Ce soir, Antoni Trenchev fait son retour. Chevelure impeccablement peignée, barbe de trois jours, dans un costume gris à deux rangées de boutons, le trentenaire est l’hôte d’une soirée intitulée Trump Business Vision 2025… en Bulgarie. Nous sommes fin avril 2025, seulement quelques semaines après l’intronisation de Donald Trump. L’hôtel Balkan Palace de Sofia, la capitale, a les atours d’une scène de convention républicaine, le bling-bling américain comme injecté au cœur de la vieille Europe.
« Les États-Unis sont à nouveau un endroit où l’innovation est aimée, et non persécutée, s’enflamme Trenchev. Où ceux qui innovent sont accueillis et non écrasés par les privilèges d’une poignée d’élites en place. » Avant d’enchaîner avec sa grande annonce : Nexo, sa plateforme d’échange de cryptomonnaies, revient aux États-Unis. Et de terminer, certain de son effet, par un « L’Amérique est de retour, Nexo aussi ! ».
Au premier rang, l’œil brillant, Donald Trump Jr savoure. Le fils aîné du président est la star du show, et son portrait géant s’affiche en fond de scène pour cet événement privé. Comme pour une première partie de spectacle, la ministre israélienne de la science et des technologies, Gila Gamliel, a chauffé la salle. Puis « Don Junior » a joué sa partition devant le gratin de la crypto des Balkans : celle d’un héritier sans rôle politique officiel, mais chargé de veiller aux intérêts économiques de son clan. Autant dire, vu les appétits familiaux, une sorte de ministre de l’enrichissement personnel.
Sulfureux far west numérique
Pour Antoni Trenchev, cette soirée est une revanche, sonnant l’avènement d’une nouvelle ère où les puissants viennent se frotter à ceux qui étaient encore, il y a peu, les sulfureux bandits d’un far west financier numérique. Un an et demi plus tôt, ce fils à papa était claquemuré à Dubaï, en fuite, son entreprise interdite aux États-Unis, la justice bulgare sur le dos. C’était en janvier 2023. Une éternité quand on compte en années Trump.
Entre-temps, une favorable alternance à la tête du pouvoir en Bulgarie et, surtout, le retour du milliardaire new-yorkais à la Maison Blanche ont changé la donne. L’enquête judiciaire bulgare a été classée sans suite et Trenchev réclame désormais 3 milliards de dollars à son pays, en réparation du préjudice réputationnel causé.

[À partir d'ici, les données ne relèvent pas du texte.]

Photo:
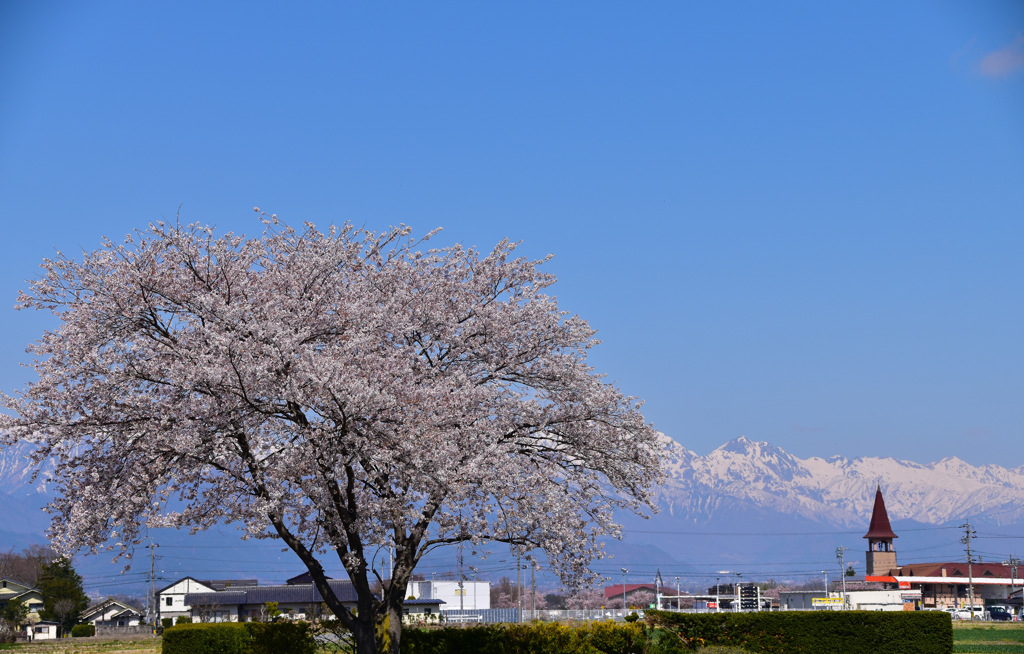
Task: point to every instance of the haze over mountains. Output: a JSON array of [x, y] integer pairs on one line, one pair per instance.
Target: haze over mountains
[[836, 490], [744, 504]]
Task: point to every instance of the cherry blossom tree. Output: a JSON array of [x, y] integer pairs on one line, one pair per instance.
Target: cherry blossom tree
[[342, 391]]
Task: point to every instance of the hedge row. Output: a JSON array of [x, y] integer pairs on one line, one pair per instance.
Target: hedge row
[[83, 630], [239, 638], [814, 631], [550, 638]]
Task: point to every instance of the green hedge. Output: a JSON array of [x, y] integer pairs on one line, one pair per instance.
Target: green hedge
[[280, 638], [206, 638], [595, 638], [239, 638], [814, 631], [83, 630]]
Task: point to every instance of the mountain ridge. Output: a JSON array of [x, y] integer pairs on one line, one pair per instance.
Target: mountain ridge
[[835, 490]]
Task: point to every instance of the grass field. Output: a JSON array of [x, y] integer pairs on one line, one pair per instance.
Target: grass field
[[968, 639], [988, 639], [97, 645]]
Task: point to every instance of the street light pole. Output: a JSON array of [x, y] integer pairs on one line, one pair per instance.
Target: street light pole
[[736, 589], [840, 552], [624, 592], [825, 572], [718, 598]]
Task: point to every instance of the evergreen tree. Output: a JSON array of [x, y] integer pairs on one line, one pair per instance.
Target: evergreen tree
[[64, 599]]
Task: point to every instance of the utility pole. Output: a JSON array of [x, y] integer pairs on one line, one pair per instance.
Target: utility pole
[[739, 575], [969, 533], [532, 591], [462, 584], [624, 591], [840, 552], [151, 613], [1013, 563], [518, 583]]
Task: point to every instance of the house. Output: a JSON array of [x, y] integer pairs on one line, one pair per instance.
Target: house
[[936, 585], [110, 612], [466, 596], [298, 601], [614, 594], [42, 630], [32, 598]]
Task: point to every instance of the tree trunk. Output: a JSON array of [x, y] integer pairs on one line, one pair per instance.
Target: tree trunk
[[394, 628], [366, 637]]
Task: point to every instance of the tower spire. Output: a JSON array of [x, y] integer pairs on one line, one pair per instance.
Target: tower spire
[[881, 556]]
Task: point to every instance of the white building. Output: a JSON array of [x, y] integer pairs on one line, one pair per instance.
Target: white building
[[171, 600], [472, 596]]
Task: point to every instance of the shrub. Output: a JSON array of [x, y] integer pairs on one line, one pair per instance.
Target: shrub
[[813, 631], [83, 630], [280, 638], [239, 638], [206, 638]]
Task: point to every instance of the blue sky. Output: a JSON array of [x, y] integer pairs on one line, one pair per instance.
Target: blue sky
[[799, 222]]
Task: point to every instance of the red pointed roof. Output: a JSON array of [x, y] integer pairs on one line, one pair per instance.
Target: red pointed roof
[[880, 519]]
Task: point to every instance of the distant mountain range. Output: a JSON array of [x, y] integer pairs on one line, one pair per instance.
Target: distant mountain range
[[745, 504], [756, 476]]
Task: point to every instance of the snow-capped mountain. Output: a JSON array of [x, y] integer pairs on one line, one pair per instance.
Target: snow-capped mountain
[[759, 477]]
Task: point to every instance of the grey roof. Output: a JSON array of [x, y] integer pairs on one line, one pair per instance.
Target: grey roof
[[287, 594]]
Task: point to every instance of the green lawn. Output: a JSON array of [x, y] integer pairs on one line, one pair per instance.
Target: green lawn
[[96, 645], [988, 639]]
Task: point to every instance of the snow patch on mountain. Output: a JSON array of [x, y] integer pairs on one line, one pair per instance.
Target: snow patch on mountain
[[835, 490]]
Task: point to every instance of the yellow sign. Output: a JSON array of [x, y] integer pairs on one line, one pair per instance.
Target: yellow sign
[[826, 601]]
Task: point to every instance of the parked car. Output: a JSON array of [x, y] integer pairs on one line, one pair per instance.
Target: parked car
[[964, 613], [999, 612]]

De blockchain à « bribechain »
Le cas Antoni Trenchev mérite qu’on s’y attarde, tant il est emblématique d’un moment où les « cryptobarons » du monde entier se pressent auprès du clan Trump, en quête d’absolution et d’argent facile. Un milieu qui n’a rien perdu de sa dimension interlope, et que l’un de nos contacts a judicieusement rebaptisé bribechain. Mélange du jargon « blockchain » (la technologie sur laquelle reposent les cryptomonnaies) et de l’anglais bribe, qui signifie… pot-de-vin.
Le sujet, hautement sensible, fait d’ailleurs bégayer nos sources haut placées – l’une d’entre elles raccroche même en nous glissant de « faire gaffe ». Dans l’univers de la crypto, la violence est une menace sourde, constante : mi-novembre, un couple russe, figure du milieu, a été retrouvé démembré et enterré dans le désert émirati, à la sortie de Dubaï.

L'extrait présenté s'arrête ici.